Australian historian and academic (1898–1988)

Sir William Keith Hancock (26 June 1898 – 13 August 1988), also known as W. K. Hancock, was a prominent Australian historian and academic. Hancock was an Anglican and keen admirer of the British Empire.

== Early life and education ==
He was born on 26 June 1898, in Melbourne, Colony of Victoria, the son of Archdeacon William Hancock. At age nine, he won the Royal Humane Society's medal for rescuing another child from drowning in the Mitchell River. He was educated at Melbourne Grammar School and later the University of Melbourne where he was resident at Trinity College from 1917, winning the Perry Scholarship, Trinity's most prestigious award. Too young to see service in World War I without permission from his parents, it was said that he always felt shame about the fact he could not fight.
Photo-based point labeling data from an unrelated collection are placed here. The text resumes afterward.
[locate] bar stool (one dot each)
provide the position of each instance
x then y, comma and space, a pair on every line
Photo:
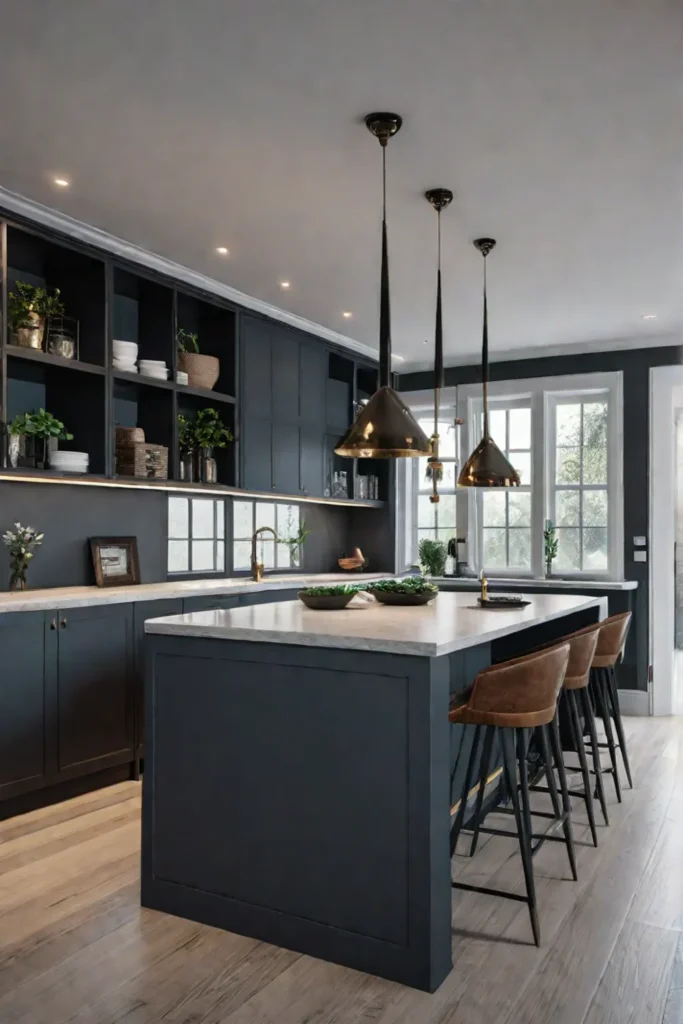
575, 700
609, 650
507, 700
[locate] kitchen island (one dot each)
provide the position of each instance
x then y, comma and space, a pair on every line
298, 772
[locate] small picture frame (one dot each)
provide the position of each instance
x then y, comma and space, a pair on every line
115, 560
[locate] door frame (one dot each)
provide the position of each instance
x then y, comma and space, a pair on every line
666, 396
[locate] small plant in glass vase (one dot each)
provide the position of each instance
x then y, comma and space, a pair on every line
550, 543
32, 437
28, 307
20, 543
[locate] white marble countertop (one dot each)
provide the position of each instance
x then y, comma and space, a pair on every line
79, 597
523, 583
452, 622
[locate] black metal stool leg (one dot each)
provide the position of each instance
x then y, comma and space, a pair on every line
460, 816
484, 765
603, 712
612, 694
589, 715
581, 750
563, 812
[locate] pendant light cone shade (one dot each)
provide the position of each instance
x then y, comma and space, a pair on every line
384, 428
486, 467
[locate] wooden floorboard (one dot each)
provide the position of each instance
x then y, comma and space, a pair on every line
76, 947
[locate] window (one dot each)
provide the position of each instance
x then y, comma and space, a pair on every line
285, 519
196, 535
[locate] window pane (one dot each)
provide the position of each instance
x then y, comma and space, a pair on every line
520, 428
203, 556
494, 508
178, 517
568, 551
568, 425
595, 508
595, 549
494, 548
567, 508
241, 555
519, 508
203, 521
426, 514
520, 549
243, 519
595, 424
567, 465
178, 556
521, 461
265, 514
595, 465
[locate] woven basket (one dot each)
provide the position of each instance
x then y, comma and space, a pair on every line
144, 461
202, 371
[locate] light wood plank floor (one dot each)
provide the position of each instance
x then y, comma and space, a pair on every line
76, 947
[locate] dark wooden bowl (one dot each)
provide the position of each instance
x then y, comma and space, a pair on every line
325, 602
386, 597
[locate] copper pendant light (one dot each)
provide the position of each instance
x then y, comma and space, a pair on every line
439, 199
384, 428
486, 467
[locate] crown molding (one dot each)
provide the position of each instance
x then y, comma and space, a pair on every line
13, 203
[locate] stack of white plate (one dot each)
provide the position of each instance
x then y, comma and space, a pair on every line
70, 462
125, 353
154, 368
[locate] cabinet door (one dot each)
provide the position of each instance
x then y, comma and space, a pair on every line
256, 368
141, 611
286, 380
286, 459
313, 373
95, 721
312, 462
257, 455
24, 704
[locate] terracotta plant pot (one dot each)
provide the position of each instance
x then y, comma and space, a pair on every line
202, 370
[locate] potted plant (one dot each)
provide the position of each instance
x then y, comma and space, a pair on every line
35, 433
28, 307
432, 557
209, 432
202, 370
20, 543
550, 543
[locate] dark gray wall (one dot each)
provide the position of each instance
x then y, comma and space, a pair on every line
69, 515
635, 365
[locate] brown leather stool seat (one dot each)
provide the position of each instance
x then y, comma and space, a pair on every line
506, 701
604, 690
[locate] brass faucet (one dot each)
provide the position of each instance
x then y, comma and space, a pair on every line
256, 566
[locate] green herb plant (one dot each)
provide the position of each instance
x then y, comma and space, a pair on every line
40, 424
26, 303
432, 557
187, 342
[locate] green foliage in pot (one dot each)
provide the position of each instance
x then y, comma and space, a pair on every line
26, 302
40, 424
432, 557
210, 431
187, 342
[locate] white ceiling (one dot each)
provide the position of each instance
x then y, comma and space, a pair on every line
557, 123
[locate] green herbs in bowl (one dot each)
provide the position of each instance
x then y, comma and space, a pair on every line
411, 590
328, 598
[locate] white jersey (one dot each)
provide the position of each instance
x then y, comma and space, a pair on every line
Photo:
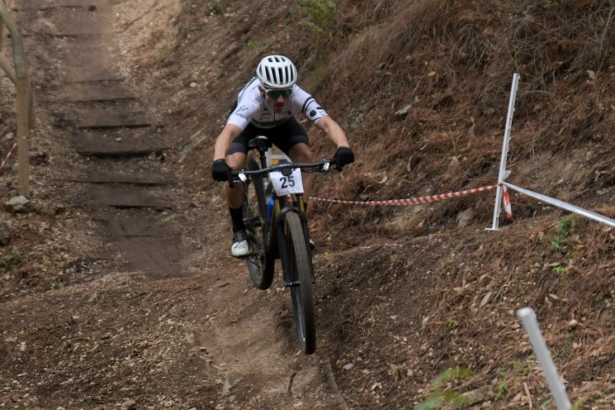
252, 107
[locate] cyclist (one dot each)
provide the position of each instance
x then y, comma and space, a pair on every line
267, 106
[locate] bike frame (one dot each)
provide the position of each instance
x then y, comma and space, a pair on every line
277, 234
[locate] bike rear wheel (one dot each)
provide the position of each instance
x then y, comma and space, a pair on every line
260, 263
301, 282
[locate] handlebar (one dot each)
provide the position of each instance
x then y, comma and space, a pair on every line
322, 166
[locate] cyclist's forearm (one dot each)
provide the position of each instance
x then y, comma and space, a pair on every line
223, 142
334, 131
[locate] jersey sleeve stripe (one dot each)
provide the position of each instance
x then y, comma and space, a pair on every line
306, 103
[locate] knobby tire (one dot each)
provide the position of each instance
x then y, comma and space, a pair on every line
260, 263
301, 282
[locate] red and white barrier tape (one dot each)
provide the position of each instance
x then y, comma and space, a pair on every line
8, 156
426, 199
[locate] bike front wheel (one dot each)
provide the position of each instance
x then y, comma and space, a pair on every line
300, 275
260, 263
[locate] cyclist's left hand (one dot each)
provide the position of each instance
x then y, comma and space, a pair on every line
343, 156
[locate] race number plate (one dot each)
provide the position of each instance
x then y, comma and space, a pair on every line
285, 185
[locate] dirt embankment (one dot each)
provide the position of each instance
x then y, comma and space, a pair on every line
402, 294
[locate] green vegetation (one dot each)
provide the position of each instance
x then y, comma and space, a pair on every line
564, 228
438, 397
321, 11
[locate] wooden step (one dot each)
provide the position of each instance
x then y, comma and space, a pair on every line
97, 119
91, 92
129, 198
102, 177
69, 4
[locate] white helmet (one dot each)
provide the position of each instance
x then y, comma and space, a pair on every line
276, 72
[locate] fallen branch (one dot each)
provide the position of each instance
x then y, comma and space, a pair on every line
332, 385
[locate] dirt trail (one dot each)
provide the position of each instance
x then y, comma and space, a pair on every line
148, 316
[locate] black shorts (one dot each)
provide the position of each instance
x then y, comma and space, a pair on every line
284, 136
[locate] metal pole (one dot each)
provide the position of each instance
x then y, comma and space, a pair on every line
563, 205
502, 175
528, 317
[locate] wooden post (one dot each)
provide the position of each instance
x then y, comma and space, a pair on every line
6, 67
25, 115
23, 149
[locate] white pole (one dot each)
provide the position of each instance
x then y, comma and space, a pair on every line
502, 175
528, 317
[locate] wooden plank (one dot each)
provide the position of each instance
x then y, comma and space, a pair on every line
85, 76
92, 92
70, 4
89, 119
98, 177
126, 198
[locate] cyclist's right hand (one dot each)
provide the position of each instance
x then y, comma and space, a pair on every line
220, 170
343, 156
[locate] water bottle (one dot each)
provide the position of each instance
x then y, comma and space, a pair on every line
269, 209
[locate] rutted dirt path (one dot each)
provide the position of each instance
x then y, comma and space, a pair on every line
146, 316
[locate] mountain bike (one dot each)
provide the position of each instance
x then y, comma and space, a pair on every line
276, 226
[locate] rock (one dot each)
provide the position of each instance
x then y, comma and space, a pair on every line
5, 234
18, 204
129, 405
465, 217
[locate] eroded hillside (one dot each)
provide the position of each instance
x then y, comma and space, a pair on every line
403, 293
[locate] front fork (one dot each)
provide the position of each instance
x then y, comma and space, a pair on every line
282, 234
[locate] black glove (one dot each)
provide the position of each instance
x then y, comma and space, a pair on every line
220, 170
343, 156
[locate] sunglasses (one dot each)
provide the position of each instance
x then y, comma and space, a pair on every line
275, 94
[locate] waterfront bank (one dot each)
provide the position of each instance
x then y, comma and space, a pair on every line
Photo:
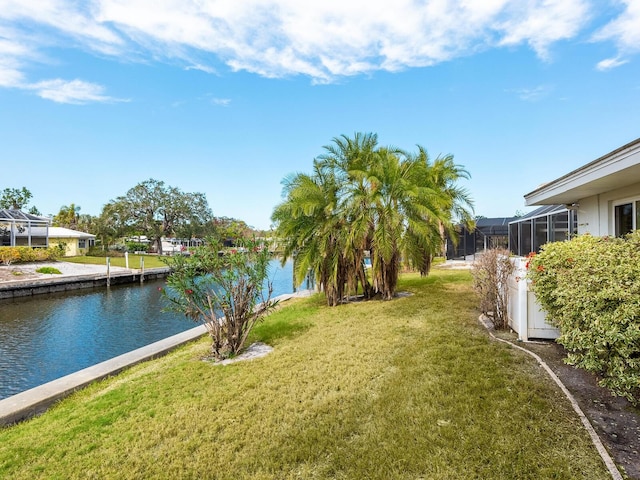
22, 280
37, 400
48, 336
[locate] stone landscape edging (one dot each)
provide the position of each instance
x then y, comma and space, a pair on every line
604, 454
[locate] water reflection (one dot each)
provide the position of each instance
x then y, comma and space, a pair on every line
48, 336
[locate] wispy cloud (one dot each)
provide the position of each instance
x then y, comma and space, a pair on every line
221, 102
74, 91
609, 63
533, 94
624, 31
324, 40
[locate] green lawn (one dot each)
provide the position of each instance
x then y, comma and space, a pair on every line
407, 389
150, 261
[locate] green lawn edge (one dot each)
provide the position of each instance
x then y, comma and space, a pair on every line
409, 388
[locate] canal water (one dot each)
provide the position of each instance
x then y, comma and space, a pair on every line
46, 337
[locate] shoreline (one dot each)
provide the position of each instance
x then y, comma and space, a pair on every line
37, 400
22, 280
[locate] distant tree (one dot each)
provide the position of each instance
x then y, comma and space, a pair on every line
109, 226
17, 198
157, 210
68, 216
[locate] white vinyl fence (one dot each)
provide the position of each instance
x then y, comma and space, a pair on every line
525, 316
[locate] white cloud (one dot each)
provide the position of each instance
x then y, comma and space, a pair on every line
624, 31
609, 63
533, 94
541, 23
221, 102
74, 91
322, 39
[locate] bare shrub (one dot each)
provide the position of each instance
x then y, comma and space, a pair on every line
490, 274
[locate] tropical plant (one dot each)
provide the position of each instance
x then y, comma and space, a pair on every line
490, 275
17, 198
362, 199
227, 292
68, 216
589, 287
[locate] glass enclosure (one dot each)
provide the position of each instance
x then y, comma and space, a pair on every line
552, 223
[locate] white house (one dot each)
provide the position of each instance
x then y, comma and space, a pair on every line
601, 198
605, 193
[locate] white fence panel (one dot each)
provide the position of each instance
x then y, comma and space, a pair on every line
525, 316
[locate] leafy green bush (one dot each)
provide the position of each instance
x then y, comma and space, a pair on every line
490, 274
590, 288
223, 292
51, 270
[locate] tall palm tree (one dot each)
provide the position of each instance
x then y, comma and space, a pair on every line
312, 231
362, 199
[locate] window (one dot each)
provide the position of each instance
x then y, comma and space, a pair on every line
626, 217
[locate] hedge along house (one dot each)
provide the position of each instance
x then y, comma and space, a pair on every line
602, 198
19, 229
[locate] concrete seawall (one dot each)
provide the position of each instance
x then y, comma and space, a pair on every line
25, 288
37, 400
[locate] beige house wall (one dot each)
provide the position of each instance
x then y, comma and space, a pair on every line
72, 248
595, 213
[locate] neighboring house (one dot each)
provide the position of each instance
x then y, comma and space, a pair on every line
601, 198
18, 228
76, 243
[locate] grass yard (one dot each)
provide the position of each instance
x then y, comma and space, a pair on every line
407, 389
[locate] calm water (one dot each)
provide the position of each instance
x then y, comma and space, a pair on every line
48, 336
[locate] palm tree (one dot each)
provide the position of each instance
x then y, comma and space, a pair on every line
362, 199
312, 232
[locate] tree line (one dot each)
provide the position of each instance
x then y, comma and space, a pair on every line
361, 201
151, 208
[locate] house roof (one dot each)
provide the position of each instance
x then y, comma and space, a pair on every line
493, 226
56, 232
541, 212
616, 169
9, 214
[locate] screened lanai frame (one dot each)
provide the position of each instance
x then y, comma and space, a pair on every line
551, 223
19, 229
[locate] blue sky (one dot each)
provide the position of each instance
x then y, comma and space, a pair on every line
226, 98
As the Australia-at-large Rhodes Scholar for 1921, Hancock went to Balliol College, Oxford in 1922. He graduated in 1924 with a Bachelor of Arts with first class honours in Modern History. He was the first Australian to gain a Fellowship of All Souls College, Oxford in 1923.

== Academic career ==
He was Professor of Modern History at the University of Adelaide between 1924 and 1933. On his appointment he was aged only 25, the youngest professor in the British Commonwealth, and one who had held no previous teaching post. In 1930 he published Australia, a book which was well received and notable for its ironic tone, particularly in criticism of Australian institutions such as tariff protection, was highly influential, and is frequently quoted even today.

From 1934 to 1944 Hancock was the Professor of History at University of Birmingham and during this war period was also appointed to the War Cabinet Offices. His Survey of British Commonwealth Affairs was published in three volumes in 1937–42. In 1941 he was appointed Supervisor of the United Kingdom Civil Series of the History of the Second World War and was thereafter editor of the series. In 1943, Argument of Empire was published, in which Hancock defended the British Empire.

In 1949, with Margaret Gowing, he wrote ', the first volume of the History of the Second World War series. Between 1944 and 1949, he returned to Oxford, becoming Chichele Professor of Economic History. During the War he also played a role in Civil Defence, serving as a firewatcher. He was knighted in 1953, partially for his services in writing and editing the histories.

In 1949 he left Oxford, taking up an appointment as the Director of the Institute of Commonwealth Studies. He served as the Professor of British Commonwealth Affairs at the University of London until 1956. During this period he was sent as a government expert to examine constitutional questions in Uganda in 1954, at the height of the Kabaka crisis. At this time he began work on his authoritative biography of the South African Prime Minister Jan Smuts, which appeared in two volumes in 1962 and 1968, and editing for publication, with Jean van der Poel, the first four volumes of the Smuts papers.

Hancock returned to Australia in 1957 to take up an appointment as Director of the Research School of Social Sciences at the Australian National University, a position he held until 1961. He was Professor of History at the Institute of Advanced Studies, ANU until his retirement in 1965. On his retirement he was made Emeritus Professor (1968) and created the first University Fellow of the ANU. Other positions he held were Chairman of the Editorial Board of the Australian Dictionary of Biography from 1958 to 1965 and inaugural President of the Australian Academy of the Humanities from 1969 to 1971.

In 1961, Hancock was appointed to the Order of Merit of the Italian Republic. In his honour, a library of science resources at the ANU was named after him.

Hancock retired in 1965, having been appointed Knight Commander of the Order of the British Empire (KBE) in the 1965 New Year's Honours. In his later years, he moved south of Canberra, becoming a firm supporter of environmental politics. He disliked American bases on Australian soil, and he was a very prominent but ultimately unsuccessful opponent of the construction of Black Mountain Tower in Canberra. He died on 13 August 1988, aged 90, in Canberra.